Sound waves A new database enabling visitors to search for spoken English ranging from people talking to their dogs to ministers addressing their congregation is being created at the Oxford University Phonetics Laboratory.

Professor John Coleman and his team are one of four teams to win the 'Digging into Data' competition set up to encourage imaginative, forward-thinking research using large-scale computing in Humanities.

The resulting database will contain a year's worth of spoken English and the project mining a year of speech will create the world's largest searchable database of spoken English sound recordings.

It will be a useful resource for anyone interested in spoken English not just phoneticians and linguists, but also many other kinds of people such as teachers of English language, social historians, and interested members of the public.

Professor Coleman said: "In a world where there's more multimedia than text, audio searching is becoming a vital technology: even Google is moving into it now.

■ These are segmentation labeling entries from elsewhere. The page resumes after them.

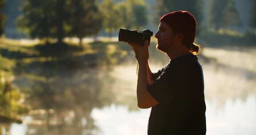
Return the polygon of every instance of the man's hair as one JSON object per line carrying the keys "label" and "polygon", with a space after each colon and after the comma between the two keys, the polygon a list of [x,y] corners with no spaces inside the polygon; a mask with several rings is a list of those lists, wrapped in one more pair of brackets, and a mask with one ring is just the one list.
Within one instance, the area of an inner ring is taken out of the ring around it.
{"label": "man's hair", "polygon": [[174,33],[182,33],[183,44],[193,54],[198,54],[201,46],[194,43],[196,29],[196,20],[194,16],[188,11],[178,11],[164,15],[159,21],[168,24]]}

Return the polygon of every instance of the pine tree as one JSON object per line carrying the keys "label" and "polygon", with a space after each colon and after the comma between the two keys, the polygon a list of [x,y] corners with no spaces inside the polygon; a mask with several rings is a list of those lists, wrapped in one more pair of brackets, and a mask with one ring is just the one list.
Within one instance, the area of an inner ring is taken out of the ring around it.
{"label": "pine tree", "polygon": [[83,38],[97,34],[102,26],[102,16],[95,0],[73,0],[72,16],[69,22],[72,26],[70,35],[78,37],[82,44]]}

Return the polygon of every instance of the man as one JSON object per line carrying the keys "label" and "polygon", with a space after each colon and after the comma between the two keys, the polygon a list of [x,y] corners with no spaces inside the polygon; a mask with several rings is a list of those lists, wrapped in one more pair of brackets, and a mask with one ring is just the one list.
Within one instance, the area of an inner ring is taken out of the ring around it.
{"label": "man", "polygon": [[138,64],[138,106],[152,107],[148,135],[205,135],[204,83],[202,67],[194,43],[196,22],[188,12],[164,15],[160,20],[156,48],[167,54],[169,64],[152,73],[148,41],[129,43]]}

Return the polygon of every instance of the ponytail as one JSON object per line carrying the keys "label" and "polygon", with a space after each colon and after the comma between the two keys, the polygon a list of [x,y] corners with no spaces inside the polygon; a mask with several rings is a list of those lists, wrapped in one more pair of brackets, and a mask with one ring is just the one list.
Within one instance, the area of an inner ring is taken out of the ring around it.
{"label": "ponytail", "polygon": [[194,55],[198,55],[201,50],[201,46],[196,43],[190,44],[186,44],[186,46],[189,49],[189,51]]}

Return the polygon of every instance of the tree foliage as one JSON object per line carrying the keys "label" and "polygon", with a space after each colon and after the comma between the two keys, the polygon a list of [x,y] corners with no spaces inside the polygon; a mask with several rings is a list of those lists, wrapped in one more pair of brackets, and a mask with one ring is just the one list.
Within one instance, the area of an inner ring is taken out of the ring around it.
{"label": "tree foliage", "polygon": [[256,0],[253,0],[252,6],[250,26],[256,28]]}
{"label": "tree foliage", "polygon": [[103,17],[103,26],[109,36],[120,27],[118,11],[112,0],[104,0],[100,4],[100,9]]}
{"label": "tree foliage", "polygon": [[210,23],[216,30],[241,25],[233,0],[213,0],[211,5]]}
{"label": "tree foliage", "polygon": [[223,27],[229,28],[242,24],[233,0],[229,0],[223,14]]}
{"label": "tree foliage", "polygon": [[0,0],[0,36],[4,33],[5,16],[2,12],[4,4],[4,0]]}
{"label": "tree foliage", "polygon": [[86,36],[96,35],[101,28],[102,18],[95,0],[73,0],[71,5],[70,35],[82,39]]}
{"label": "tree foliage", "polygon": [[96,33],[101,24],[95,0],[25,0],[22,9],[18,24],[32,38],[81,39]]}
{"label": "tree foliage", "polygon": [[140,29],[148,24],[148,8],[144,0],[128,0],[115,4],[112,0],[105,0],[100,9],[104,28],[110,36],[120,28]]}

We will provide the data so that it is searchable, but we can't even begin to imagine the full range of questions about language that people will want to use it for."

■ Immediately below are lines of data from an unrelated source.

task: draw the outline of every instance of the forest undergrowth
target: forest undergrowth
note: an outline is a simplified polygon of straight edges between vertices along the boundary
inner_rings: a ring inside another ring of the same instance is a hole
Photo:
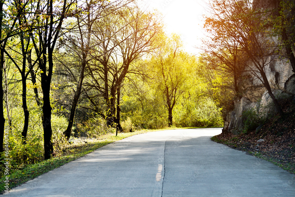
[[[211,139],[268,161],[295,174],[295,104],[284,102],[282,105],[285,114],[283,118],[278,115],[260,129],[238,135],[226,132]]]

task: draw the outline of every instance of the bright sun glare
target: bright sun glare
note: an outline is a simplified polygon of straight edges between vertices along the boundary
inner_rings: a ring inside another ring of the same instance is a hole
[[[205,37],[203,29],[208,0],[144,0],[150,8],[156,9],[164,17],[168,33],[181,35],[186,51],[194,54],[200,51],[196,47]]]

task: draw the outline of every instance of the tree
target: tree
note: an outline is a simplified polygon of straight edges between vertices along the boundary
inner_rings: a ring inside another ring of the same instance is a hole
[[[104,17],[107,17],[110,12],[115,11],[119,6],[117,4],[121,3],[120,1],[117,1],[111,4],[109,3],[108,1],[99,1],[98,2],[91,1],[88,2],[86,1],[86,7],[84,9],[86,11],[86,14],[77,15],[76,16],[78,33],[77,34],[79,35],[77,37],[74,36],[68,37],[70,44],[72,46],[68,45],[68,46],[70,48],[74,48],[74,51],[81,53],[81,54],[77,54],[76,55],[79,57],[81,64],[77,88],[75,91],[75,95],[72,104],[69,124],[66,130],[64,132],[68,141],[71,133],[76,108],[82,89],[84,76],[84,70],[86,64],[94,58],[93,56],[91,56],[90,58],[88,58],[88,53],[91,53],[91,51],[93,50],[95,46],[98,44],[97,43],[93,42],[92,39],[91,40],[91,36],[92,38],[94,37],[92,26],[98,20],[101,20]],[[76,39],[77,38],[78,40],[81,41],[79,45],[77,43],[77,40]]]
[[[96,24],[96,51],[99,55],[87,68],[91,79],[85,83],[86,89],[94,106],[99,105],[97,98],[103,97],[108,124],[115,123],[119,128],[118,89],[128,74],[140,73],[135,63],[158,47],[157,36],[162,29],[157,16],[136,5],[108,16]],[[96,90],[94,94],[90,92],[93,89]]]
[[[163,92],[167,104],[168,125],[171,126],[173,108],[188,87],[186,87],[186,83],[195,62],[194,58],[181,50],[179,36],[173,35],[171,39],[167,39],[165,42],[165,45],[152,59],[152,64],[156,73],[158,88]]]
[[[21,27],[15,28],[19,18],[23,14],[25,8],[30,1],[21,3],[18,1],[5,1],[0,2],[0,75],[3,76],[5,49],[8,39],[18,34],[18,31]],[[5,8],[4,5],[5,5]],[[17,9],[16,9],[15,8]],[[11,16],[14,17],[11,17]],[[1,81],[2,87],[2,81]],[[1,91],[1,98],[3,97],[3,91]],[[5,118],[3,113],[0,113],[0,153],[3,151],[3,141],[4,135]]]
[[[43,3],[44,4],[41,3]],[[45,159],[50,158],[53,152],[51,141],[52,108],[50,100],[51,82],[53,67],[53,53],[60,35],[60,33],[64,19],[68,15],[73,15],[70,9],[73,3],[73,1],[65,0],[56,4],[53,0],[38,3],[35,7],[35,12],[38,13],[37,17],[39,20],[35,27],[35,34],[33,32],[30,34],[37,55],[42,57],[39,58],[38,61],[41,71],[41,87],[43,94],[42,122]],[[55,10],[54,10],[54,8]]]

The team will work in partnership with Lou Burnard (Oxford University Computing Services), professor Mark Liberman and colleagues from the University of Pennsylvania and the British Library Sound Archive.

While the American side of the partnership will work on sound recordings in the Linguistic Data Consortium at Penn, the English team will prepare and release the four million word spoken part of British National Corpus, the largest set of recordings of 'language in the wild' ever made.

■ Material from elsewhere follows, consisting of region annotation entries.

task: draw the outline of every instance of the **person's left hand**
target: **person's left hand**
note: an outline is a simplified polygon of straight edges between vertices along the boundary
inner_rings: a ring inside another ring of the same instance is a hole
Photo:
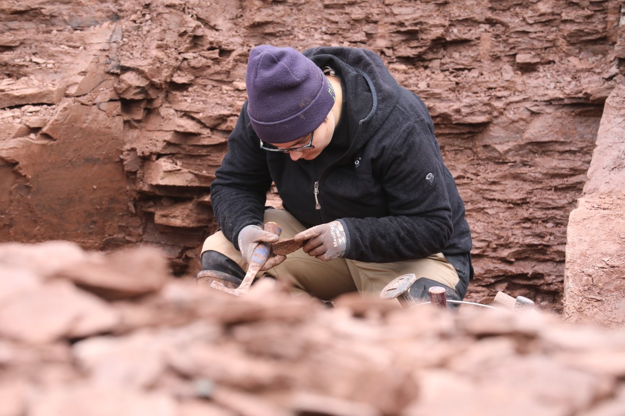
[[[348,245],[343,224],[338,220],[304,230],[293,239],[298,242],[308,240],[304,245],[304,252],[326,262],[342,257]]]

Although the BNC was transcribed and published electronically many years ago, the speech recordings that accompany it have not previously been released, apart from a small sample.

It is almost unique among speech archives in that it captured huge quantities of unscripted, colloquial speech recorded by hundreds of volunteers across the country as they went about their daily lives. Professor Coleman said: "If the word 'phonetics' makes you think of elocution teachers, then think again.

"For at least a century, the scientific study of speech has sat right on the borderline of the arts and sciences, and our team is no stranger to developing cutting-edge computational technology for the analysis of spoken language."

If this collection of sound recordings were to be played end-to-end, it would take over a year of continuous listening to find what was being searched for.

Professor Coleman and professor Liberman's project will use a variant of automatic speech recognition technology to label every word and every vowel and consonant in the recordings, and a demonstration search engine so that enquirers can rapidly find examples of the bits of spoken English they are looking for.

For example, someone interested in history might want to ask for the recording where George Bush said 'Read my lips', someone learning English might want to hear how 'misled' is pronounced, or an English pronunciation specialist might be interested in how many people pronounce 'schism' with an initial 's', and how many with an initial 'sh'.

It takes a trained phonetician around 10 minutes to label each word in one minute of speech, and about 100 minutes to label every vowel and consonant; so it would take over 100 years work to label such a vast database by hand.

But as all of the material in the database already has a corresponding written transcript, professor Coleman and Professor Libermans teams will use speech recognition technology to index the 'year of speech' in under 15 months.